Adil Rashid's previous career-best, 117 against Hampshire, lasted eight days
A Roses Match record seventh-wicket partnership of 168 between Adil Rashid and Gerard Brophy helped Yorkshire hit back against Lancashire at Headingley.
Brophy agonisingly fell just one run short of his century but Rashid went on to register a career-best ton for the second Championship game running.
In his final four-day game of the summer before heading off on England one-day duty, Rashid hit 136 not out.
And that helped the Tykes, 131-5 overnight, to close 110 ahead on 386-7.
Brophy took three boundaries off Oliver Newby early in the day. But there was little indication of the revival to follow, particularly when Tim Bresnan failed to add to his overnight score of 46, skying Newby to deep backward square leg.
But Brophy and Rashid both demonstrated great determination from the start of their alliance, as well as benefiting from a couple of early escapes.
Rashid survived a major LBW shout to his very first ball before slashing Tom Lungley hard through the hands of VVS Laxman at second slip on 13.
And, on 41, Brophy steered Lungley high over the slips and was put down by Mark Chilton at third man.
But Rashid survived to post his latest career-best knock, to follow last week's unbeaten 117 in his previous innings in the vital win over Hampshire at Basingstoke.
In partnership with Brophy, the pair surpassed a Roses Match record that went back 114 years to the Victorian era.
Brophy and Rashid's epic stand exceeded the best Yorkshire seventh-wicket stand in a Roses Match, the 120 put on between Robert Moorhouse and Lord Hawke at Old Trafford in 1895.
And they then went on to make it the highest by either side in a Roses Match, surpassing the 164 between Ernest Tyldesley and Jack Iddon at Headingley in 1927.
Rashid, who had picked up five wickets in the Lancashire first innings and at Basingstoke last week, became the first Yorkshire player to score a century and take five wickets in consecutive matches.
Nine overs were lost when rain extended an early lunch. And another nine overs were lost to the weather at tea-time. But the only interruption to the pair's progress came when, looking for a boundary to take him to his ton, on 99, Brophy tried to cut spinner Gary Keedy and was caught behind.
There was no missing out for Rashid, who still made Lancashire toil after Brophy's departure.

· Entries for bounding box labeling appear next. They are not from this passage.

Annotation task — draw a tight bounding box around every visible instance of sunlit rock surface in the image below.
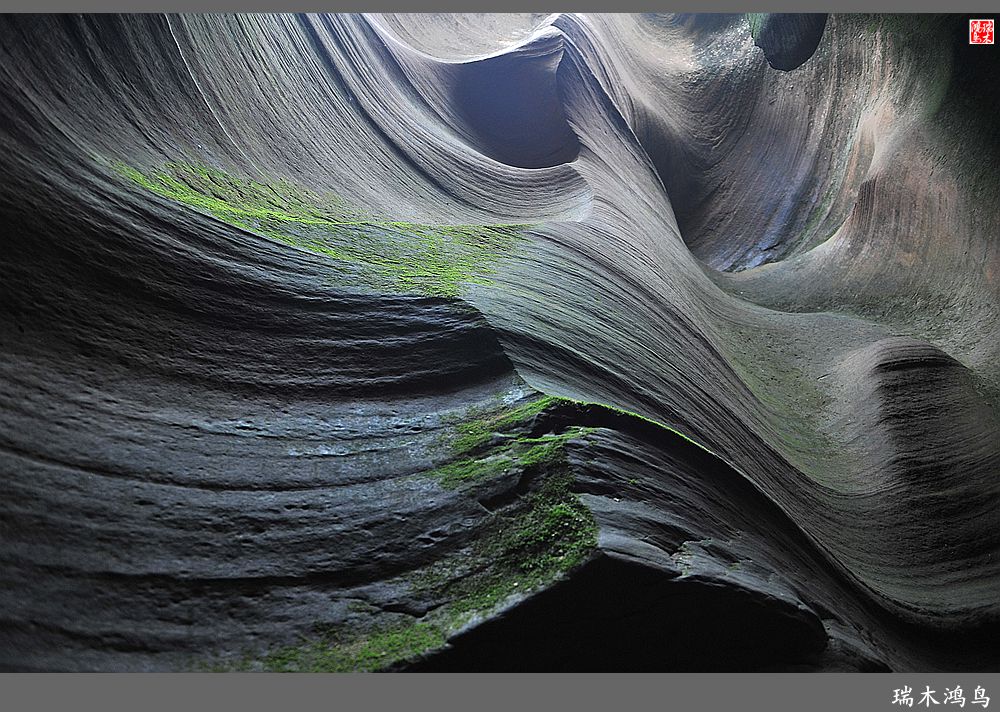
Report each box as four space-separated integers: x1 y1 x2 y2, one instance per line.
0 15 1000 670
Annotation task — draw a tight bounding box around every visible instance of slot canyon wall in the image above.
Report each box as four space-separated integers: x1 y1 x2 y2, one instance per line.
0 14 1000 671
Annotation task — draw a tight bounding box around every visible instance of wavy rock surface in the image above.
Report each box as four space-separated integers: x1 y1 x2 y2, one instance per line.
0 15 1000 670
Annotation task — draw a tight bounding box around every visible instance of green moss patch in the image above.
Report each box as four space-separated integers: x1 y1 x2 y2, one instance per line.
112 163 527 297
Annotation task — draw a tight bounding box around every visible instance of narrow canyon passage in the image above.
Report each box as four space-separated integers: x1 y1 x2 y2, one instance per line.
0 14 1000 671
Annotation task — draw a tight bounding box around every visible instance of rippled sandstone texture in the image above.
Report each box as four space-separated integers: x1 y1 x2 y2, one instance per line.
0 15 1000 670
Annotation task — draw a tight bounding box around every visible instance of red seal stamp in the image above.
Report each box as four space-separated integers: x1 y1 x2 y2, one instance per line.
969 20 993 44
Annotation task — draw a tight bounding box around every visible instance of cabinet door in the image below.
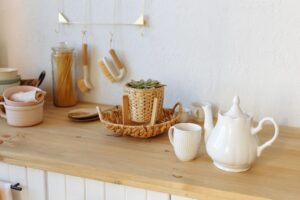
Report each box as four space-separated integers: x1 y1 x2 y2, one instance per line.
125 186 147 200
66 176 85 200
47 172 66 200
171 195 193 200
147 190 170 200
85 179 105 200
8 165 29 200
27 168 47 200
0 162 9 181
105 183 125 200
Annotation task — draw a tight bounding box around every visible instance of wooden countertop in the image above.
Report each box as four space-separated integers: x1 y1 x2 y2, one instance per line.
0 104 300 200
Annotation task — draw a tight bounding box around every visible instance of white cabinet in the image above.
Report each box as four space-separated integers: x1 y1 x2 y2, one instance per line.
0 162 191 200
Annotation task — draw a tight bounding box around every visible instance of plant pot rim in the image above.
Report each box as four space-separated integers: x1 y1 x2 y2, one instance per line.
125 83 165 90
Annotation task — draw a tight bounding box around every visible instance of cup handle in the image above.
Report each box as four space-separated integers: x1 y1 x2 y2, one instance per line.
251 117 279 156
168 126 174 146
0 102 6 119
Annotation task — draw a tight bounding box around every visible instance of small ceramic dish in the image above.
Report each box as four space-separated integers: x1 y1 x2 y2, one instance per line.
3 85 46 107
0 67 18 81
0 81 20 95
0 101 44 127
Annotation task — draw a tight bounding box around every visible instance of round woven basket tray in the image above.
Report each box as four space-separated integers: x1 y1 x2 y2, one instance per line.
99 103 182 138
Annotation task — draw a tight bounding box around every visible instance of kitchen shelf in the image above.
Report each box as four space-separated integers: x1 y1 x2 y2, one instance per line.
0 103 300 200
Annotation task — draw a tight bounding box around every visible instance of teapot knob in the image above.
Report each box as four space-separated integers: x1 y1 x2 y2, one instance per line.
232 96 240 105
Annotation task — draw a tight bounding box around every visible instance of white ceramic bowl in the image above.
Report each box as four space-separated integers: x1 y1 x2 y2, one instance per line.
0 67 18 81
0 102 44 127
0 80 20 95
3 85 46 107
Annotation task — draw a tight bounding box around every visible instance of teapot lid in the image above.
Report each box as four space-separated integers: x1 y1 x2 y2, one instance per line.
224 96 248 118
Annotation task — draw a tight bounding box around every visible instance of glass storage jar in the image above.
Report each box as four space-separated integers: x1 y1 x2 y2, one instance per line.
51 42 77 107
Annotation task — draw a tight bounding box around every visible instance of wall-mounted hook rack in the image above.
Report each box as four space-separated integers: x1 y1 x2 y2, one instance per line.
58 12 146 26
10 183 22 191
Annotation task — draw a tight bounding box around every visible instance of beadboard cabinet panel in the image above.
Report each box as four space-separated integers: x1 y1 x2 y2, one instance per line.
171 195 195 200
0 162 9 181
27 168 47 200
85 179 105 200
147 191 170 200
8 165 29 200
47 172 66 200
105 183 125 200
0 162 192 200
125 186 147 200
66 176 85 200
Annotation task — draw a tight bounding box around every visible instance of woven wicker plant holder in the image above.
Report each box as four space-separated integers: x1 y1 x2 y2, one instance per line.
99 103 182 138
125 86 164 123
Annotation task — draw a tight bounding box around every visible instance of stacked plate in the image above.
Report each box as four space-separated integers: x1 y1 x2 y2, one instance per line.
0 68 21 95
68 108 99 122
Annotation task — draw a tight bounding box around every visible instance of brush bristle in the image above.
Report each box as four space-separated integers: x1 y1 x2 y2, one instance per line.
98 60 115 82
77 79 90 93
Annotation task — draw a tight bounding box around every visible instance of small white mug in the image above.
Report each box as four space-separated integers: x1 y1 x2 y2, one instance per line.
169 123 202 161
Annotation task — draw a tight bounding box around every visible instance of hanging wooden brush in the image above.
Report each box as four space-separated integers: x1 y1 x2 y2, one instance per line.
98 49 126 82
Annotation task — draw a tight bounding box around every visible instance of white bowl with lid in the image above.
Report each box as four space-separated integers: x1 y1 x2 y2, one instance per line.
0 67 18 81
0 101 44 127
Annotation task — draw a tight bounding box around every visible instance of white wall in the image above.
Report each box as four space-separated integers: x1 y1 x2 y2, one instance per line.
0 0 300 126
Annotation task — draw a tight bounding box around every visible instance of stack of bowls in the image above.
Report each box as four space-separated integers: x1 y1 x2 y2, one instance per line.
0 86 45 127
0 68 20 95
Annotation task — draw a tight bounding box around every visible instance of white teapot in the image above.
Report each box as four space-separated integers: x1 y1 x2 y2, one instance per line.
202 96 279 172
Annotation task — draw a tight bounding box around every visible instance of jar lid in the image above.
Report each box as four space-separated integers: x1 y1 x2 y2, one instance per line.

And he helped put on a further 74 for the eighth wicket with Ajmal Shahzad, as Yorkshire tried to push on to the sort of lead that might put pressure on Lancashire second time around on a testing final-day track.
Lancashire stand-in skipper Luke Sutton told BBC Radio Manchester:
"The day did not go according to plan.
"We did not take our chances. It became a struggle and it was a very tough day for us.
"But you have to give the Yorkshire batsmen some credit. Adil Rashid and Gerard Brophy played very well."